When they were in a taxi Peter said,
“Look here, Fug, is it possible to have an unofficial conversation with you? I mean, are you on duty all the time, or could there be some sort of a hiatus?”
Abbott shook his head.
“My superior officer has made a point of reminding me that a policeman on a murder case is a policeman all the time-he doesn’t, properly speaking, come off duty at all. What did you want to talk about?”
“Nothing, if it’s going to be your duty to take it all down in shorthand and decode it for old Lamb. As a matter of fact, it’s nothing confidential. It’s only-hang it all, man, can’t you see what an infernal mess this is for all of us? I thought if we could talk like human beings and get rid of the condemned cell sort of atmosphere it might do both of us a bit of good.”
Fug Abbott looked out of the window.
“I don’t take shorthand notes all the time. If you want to talk, talk-only don’t forget you’re talking to a policeman.”
Peter laughed a little angrily.
“I wasn’t going to offer you a nice, neat confession. What I really wanted to do was to talk to you about my cousin Lucy Craddock. You’re going to get a statement from her, and I want you to realize what sort of person she is. She’s very easily frightened, and when she’s frightened she dithers and goes to bits, but-and this is what I want you to get hold of-however frightened she was, or however much in bits, it wouldn’t be possible to induce her to tell a lie. She might hold her tongue about something, but what she says will be the truth.”
Abbott said, “I see.” What he thought he saw was that Peter was very anxious for him to believe what Miss Lucy Craddock was going to say. He said without any expression in his voice,
“You know what her statement is going to be?”

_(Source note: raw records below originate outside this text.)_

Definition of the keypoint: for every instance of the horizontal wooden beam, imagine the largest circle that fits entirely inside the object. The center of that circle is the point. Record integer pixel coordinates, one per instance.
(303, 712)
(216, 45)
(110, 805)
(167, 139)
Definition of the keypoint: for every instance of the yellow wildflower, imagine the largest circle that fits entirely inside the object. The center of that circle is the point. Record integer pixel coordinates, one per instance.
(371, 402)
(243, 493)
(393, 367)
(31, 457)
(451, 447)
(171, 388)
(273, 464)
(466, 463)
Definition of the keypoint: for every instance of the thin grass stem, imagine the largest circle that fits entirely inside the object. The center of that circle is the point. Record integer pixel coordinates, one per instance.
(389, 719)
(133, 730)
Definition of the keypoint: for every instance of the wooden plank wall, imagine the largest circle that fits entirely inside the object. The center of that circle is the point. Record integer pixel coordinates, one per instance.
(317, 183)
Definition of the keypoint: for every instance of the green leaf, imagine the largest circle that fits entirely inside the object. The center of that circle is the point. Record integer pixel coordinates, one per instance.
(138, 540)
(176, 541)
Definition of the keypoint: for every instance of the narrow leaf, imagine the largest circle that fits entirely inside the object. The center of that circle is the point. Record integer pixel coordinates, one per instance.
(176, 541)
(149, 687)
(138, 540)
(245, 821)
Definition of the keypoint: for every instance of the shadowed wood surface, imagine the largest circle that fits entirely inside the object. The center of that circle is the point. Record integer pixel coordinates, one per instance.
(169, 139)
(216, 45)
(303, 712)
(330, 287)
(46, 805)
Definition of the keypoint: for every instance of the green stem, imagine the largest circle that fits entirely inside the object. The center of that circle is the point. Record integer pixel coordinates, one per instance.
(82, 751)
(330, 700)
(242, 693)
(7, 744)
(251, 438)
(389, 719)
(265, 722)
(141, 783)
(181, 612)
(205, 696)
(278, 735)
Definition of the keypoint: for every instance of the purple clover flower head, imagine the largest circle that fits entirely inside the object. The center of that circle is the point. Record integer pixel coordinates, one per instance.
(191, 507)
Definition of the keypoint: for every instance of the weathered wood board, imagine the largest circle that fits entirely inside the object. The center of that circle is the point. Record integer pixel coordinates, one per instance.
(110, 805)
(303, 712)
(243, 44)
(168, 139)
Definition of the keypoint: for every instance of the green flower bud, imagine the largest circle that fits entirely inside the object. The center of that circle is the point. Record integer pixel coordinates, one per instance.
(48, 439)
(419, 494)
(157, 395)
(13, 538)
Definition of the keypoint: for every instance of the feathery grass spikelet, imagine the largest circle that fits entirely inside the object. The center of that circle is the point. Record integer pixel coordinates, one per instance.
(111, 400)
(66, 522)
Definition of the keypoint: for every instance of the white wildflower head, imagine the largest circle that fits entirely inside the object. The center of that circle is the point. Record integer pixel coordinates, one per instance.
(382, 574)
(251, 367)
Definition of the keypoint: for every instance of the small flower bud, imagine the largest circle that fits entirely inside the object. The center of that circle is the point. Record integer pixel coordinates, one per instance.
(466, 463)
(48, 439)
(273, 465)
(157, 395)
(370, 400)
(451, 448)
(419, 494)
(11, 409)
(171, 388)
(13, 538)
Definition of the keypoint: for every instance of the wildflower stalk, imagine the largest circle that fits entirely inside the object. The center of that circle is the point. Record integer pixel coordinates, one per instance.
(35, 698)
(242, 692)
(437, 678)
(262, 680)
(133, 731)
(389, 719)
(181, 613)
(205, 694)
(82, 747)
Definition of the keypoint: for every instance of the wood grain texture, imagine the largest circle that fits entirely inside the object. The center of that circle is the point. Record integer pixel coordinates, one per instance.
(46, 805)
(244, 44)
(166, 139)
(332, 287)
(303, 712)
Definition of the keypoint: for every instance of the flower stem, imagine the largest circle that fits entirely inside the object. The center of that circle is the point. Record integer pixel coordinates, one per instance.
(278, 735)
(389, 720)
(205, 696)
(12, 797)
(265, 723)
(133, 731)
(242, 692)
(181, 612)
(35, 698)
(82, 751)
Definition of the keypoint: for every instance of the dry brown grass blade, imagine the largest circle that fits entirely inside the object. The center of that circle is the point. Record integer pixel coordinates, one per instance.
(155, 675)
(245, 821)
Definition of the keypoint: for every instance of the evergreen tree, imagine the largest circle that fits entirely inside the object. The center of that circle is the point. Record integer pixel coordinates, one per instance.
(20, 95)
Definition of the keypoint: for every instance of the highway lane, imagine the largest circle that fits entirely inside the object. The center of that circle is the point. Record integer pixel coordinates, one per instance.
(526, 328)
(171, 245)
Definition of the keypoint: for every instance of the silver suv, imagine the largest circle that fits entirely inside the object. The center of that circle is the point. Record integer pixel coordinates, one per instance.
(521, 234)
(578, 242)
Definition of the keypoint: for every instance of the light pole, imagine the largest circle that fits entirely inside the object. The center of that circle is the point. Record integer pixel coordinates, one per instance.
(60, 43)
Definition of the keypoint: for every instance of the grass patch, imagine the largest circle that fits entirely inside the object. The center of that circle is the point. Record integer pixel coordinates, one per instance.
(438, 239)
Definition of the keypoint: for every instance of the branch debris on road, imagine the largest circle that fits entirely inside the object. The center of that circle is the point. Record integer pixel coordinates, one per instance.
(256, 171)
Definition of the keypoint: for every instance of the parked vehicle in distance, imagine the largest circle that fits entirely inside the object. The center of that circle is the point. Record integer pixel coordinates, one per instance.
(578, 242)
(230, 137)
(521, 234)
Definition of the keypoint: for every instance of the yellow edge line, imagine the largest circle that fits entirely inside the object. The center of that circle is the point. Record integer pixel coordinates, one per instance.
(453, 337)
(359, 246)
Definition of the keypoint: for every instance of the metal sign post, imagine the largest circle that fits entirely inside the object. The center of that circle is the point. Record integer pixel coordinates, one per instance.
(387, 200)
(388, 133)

“No, I do not. Horrible minds you policemen have. She rang me up, and I’ll tell you exactly what she said to me. First of all she said she was better, and then she said Mavis Grey had been to see her, and how dreadful it all was, and perhaps she ought to make a statement, but please would I come too, because she was afraid she might get flustered and she would like to feel I was there-‘and I won’t say any more on the telephone, dear boy, because you never know who may be listening.’ There, Fug, I give you my solemn word of honour that that is every word she said as far as I can remember. There’s one thing more. I told you that whatever Lucy said would be the truth. Well, one reason for that is that she was brought up to tell the truth, and another is that she definitely wouldn’t know how to make a story up. She’s got what I call a photographic mind-quite accurate, quite uninspired, no imagination at all. There-that’s all. Now tell me why you are a policeman.”
Abbott continued to look out of the window. He said laconically,
“I was reading for the Bar. My father died. There wasn’t any money.”
“Any prospects?”
“Quite good, I think. I should probably never have got a brief anyway.”